Production Deployment

Getting an AI application running locally is the easy part. Running it reliably, cost-efficiently, and at scale in production requires specific strategies for Vercel and the AI SDK.

Vercel Deployment

Deployment Configuration

AI applications on Vercel require special attention:

// next.config.ts
export default {
  experimental: {
    serverActions: {
      bodySizeLimit: '4mb', // For image uploads
    },
  },
}

Environment Variables

Variable	Description	Required
`OPENAI_API_KEY`	OpenAI API key	Yes (with OpenAI)
`ANTHROPIC_API_KEY`	Anthropic API key	Yes (with Anthropic)
`AI_PROVIDER`	Default provider	Optional
`AI_MAX_TOKENS`	Token limit per request	Recommended
`AI_RATE_LIMIT`	Requests per minute	Recommended

Vercel AI Gateway

Vercel offers an AI Gateway as proxy between your application and AI providers:

Caching: Answer identical requests from cache
Rate limiting: Enforce per-user limits
Fallback: Automatically switch to alternative provider on failure
Analytics: Track token consumption, latency, and error rates

Edge Runtime

When to Use Edge Runtime?

Vercel Edge Runtime executes code at globally distributed edge locations — minimal latency:

export const runtime = 'edge'

export async function POST(req: Request) {
  const { messages } = await req.json()

  const result = streamText({
    model: openai('gpt-4.1'),
    messages,
  })

  return result.toDataStreamResponse()
}

Edge Runtime is suitable for:

Simple chat endpoints without database access
Streaming responses (lower time-to-first-byte)
Global applications with users in different regions

Prefer Node.js Runtime for:

Database access (Supabase, Prisma)
File system access
Native Node.js modules
Long-running operations (> 30 seconds)

Rate Limiting

Implementation with Upstash

import { Ratelimit } from '@upstash/ratelimit'
import { Redis } from '@upstash/redis'

const ratelimit = new Ratelimit({
  redis: Redis.fromEnv(),
  limiter: Ratelimit.slidingWindow(10, '1 m'), // 10 requests/minute
})

export async function POST(req: Request) {
  const userId = getUserId(req)
  const { success } = await ratelimit.limit(userId)

  if (!success) {
    return new Response('Rate limit exceeded', { status: 429 })
  }

  // ... AI SDK logic
}

Multi-Level Limits

Level	Limit	Purpose
Free tier	20 requests/day	Testing and onboarding
Pro tier	100 requests/hour	Normal usage
Enterprise	Custom	By agreement
Per-model	Variable	Limit expensive models more

Cost Tracking

Monitor Token Consumption

Every AI call consumes tokens — and tokens cost money:

const result = await generateText({
  model: openai('gpt-4.1'),
  prompt: '...',
})

// Log token consumption
console.log({
  inputTokens: result.usage.promptTokens,
  outputTokens: result.usage.completionTokens,
  totalTokens: result.usage.totalTokens,
  estimatedCost: calculateCost(result.usage),
})

Cost per 1M Tokens (2026)

Model	Input	Output
GPT-4.1	$2.00	$8.00
GPT-4.1 mini	$0.40	$1.60
Claude Sonnet 4	$3.00	$15.00
Gemini 2.5 Flash	$0.15	$0.60

Cost Optimization

Model routing: Simple questions → cheap model, complex → expensive
Prompt caching: Anthropic and OpenAI offer prompt caching with 50–90% discount
Output limits: Set maxTokens to avoid endless responses
Caching layer: Answer frequent questions from cache

A/B Testing & Monitoring

A/B Testing AI Features

const model = abTest('ai-model-test', userId) === 'variant_a'
  ? openai('gpt-4.1-mini')
  : anthropic('claude-sonnet-4-20250514')

const result = streamText({ model, messages })

What to A/B test:

Different models (GPT vs.

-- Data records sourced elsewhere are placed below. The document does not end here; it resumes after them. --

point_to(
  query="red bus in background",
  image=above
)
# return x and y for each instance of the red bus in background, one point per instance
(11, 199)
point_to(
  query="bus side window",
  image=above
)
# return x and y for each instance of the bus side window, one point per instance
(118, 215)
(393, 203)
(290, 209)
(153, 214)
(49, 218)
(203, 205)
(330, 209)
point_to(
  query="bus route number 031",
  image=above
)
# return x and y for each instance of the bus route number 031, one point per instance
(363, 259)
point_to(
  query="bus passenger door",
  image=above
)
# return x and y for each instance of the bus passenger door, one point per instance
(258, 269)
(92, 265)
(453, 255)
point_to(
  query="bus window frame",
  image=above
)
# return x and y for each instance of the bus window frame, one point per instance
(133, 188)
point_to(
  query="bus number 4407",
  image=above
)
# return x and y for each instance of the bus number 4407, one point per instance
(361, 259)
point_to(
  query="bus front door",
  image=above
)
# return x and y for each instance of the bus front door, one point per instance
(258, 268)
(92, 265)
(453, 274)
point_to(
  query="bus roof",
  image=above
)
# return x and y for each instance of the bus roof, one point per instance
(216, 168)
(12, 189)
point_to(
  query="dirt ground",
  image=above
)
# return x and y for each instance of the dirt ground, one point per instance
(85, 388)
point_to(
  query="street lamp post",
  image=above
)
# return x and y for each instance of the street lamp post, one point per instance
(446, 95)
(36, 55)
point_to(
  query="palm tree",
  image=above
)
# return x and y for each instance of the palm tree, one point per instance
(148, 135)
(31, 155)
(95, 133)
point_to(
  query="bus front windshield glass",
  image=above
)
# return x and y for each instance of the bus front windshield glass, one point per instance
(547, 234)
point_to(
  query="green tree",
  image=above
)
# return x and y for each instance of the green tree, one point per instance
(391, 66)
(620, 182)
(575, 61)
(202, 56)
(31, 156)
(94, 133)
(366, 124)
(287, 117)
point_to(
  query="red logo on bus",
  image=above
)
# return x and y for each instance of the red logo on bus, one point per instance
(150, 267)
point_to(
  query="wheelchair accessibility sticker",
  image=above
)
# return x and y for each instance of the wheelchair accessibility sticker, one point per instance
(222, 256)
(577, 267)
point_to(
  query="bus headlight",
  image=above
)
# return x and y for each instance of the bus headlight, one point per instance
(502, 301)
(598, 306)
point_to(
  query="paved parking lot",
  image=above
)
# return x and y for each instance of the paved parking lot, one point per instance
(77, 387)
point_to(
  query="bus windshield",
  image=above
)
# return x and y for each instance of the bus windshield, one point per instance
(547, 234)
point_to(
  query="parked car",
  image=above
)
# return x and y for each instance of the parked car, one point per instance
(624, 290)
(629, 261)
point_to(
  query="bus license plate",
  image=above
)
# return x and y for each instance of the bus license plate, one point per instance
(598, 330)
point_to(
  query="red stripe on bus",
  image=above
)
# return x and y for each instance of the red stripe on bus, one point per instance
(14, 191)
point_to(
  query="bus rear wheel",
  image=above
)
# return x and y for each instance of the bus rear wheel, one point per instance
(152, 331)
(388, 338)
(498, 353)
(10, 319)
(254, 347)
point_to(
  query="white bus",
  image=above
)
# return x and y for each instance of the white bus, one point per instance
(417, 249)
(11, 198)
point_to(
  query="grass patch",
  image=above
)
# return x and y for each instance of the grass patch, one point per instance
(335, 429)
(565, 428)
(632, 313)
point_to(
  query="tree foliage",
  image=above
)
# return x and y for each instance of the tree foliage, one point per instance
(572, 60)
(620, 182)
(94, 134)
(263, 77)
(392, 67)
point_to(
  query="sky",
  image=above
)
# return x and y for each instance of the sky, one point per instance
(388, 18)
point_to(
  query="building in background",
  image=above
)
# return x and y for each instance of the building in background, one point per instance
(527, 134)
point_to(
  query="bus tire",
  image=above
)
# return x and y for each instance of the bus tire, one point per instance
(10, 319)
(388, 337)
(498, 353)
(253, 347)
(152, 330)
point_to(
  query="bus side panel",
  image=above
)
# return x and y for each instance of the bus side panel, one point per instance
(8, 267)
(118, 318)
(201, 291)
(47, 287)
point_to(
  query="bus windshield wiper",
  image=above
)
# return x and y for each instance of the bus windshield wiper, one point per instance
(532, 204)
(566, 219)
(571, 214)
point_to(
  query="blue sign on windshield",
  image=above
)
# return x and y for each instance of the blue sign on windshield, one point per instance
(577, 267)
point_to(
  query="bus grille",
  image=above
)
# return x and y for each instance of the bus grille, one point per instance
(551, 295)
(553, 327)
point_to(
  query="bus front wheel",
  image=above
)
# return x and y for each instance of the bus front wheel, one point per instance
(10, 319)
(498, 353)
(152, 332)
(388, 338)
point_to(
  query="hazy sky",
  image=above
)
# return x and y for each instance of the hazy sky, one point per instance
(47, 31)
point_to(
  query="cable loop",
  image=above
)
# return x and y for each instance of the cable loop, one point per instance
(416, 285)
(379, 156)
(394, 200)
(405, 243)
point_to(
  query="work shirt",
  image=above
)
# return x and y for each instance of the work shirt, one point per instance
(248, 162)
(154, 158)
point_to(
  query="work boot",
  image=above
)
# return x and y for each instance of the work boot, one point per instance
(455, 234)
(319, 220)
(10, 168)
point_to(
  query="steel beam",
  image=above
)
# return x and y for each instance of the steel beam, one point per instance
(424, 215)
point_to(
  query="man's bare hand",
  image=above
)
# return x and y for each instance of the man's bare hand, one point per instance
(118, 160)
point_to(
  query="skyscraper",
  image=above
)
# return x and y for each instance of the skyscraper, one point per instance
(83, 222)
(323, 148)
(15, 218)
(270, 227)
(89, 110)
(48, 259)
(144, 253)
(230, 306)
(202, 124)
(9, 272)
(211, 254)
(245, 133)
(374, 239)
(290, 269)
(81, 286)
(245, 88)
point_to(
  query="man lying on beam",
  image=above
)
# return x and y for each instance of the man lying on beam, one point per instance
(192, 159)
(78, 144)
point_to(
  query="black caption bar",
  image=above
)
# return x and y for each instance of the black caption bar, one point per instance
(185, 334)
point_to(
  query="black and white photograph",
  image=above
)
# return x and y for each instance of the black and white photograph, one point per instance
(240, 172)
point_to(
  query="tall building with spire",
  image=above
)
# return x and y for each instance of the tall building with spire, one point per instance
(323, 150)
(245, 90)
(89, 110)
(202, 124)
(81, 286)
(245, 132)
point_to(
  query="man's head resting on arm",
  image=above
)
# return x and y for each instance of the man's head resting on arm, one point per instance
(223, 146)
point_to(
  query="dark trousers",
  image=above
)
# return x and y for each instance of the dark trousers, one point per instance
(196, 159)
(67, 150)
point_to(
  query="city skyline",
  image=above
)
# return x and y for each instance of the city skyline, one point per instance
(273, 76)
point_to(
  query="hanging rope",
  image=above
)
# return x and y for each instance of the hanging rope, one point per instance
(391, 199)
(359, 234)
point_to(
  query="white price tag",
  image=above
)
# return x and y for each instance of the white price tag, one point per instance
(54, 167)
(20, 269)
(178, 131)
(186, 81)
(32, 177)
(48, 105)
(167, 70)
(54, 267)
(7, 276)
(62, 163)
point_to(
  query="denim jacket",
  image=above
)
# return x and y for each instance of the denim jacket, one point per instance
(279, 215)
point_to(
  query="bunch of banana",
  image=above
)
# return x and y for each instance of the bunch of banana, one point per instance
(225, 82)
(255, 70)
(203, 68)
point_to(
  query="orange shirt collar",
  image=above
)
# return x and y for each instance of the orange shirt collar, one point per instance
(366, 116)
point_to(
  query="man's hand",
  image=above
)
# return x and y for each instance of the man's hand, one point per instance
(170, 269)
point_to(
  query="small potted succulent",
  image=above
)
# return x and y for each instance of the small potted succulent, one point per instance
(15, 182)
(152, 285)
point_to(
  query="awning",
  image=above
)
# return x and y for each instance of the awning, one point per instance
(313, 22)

Claude vs. Gemini)
System prompts (short vs. detailed)
Temperature settings
RAG strategies (top-3 vs. top-5 chunks)

Monitoring Dashboard

Track these metrics in production:

Latency: Time-to-first-token, total response time
Error rate: Provider errors, rate limits, timeouts
Token consumption: Per user, per feature, per day
Cost: Daily, weekly, and monthly AI costs
Quality: User feedback (thumbs up/down), retry rate

Production rule: Deploy AI features behind feature flags. Start with 5% of users, measure costs and quality, and scale gradually to 100%. An uncontrolled rollout can blow up your API bill in hours.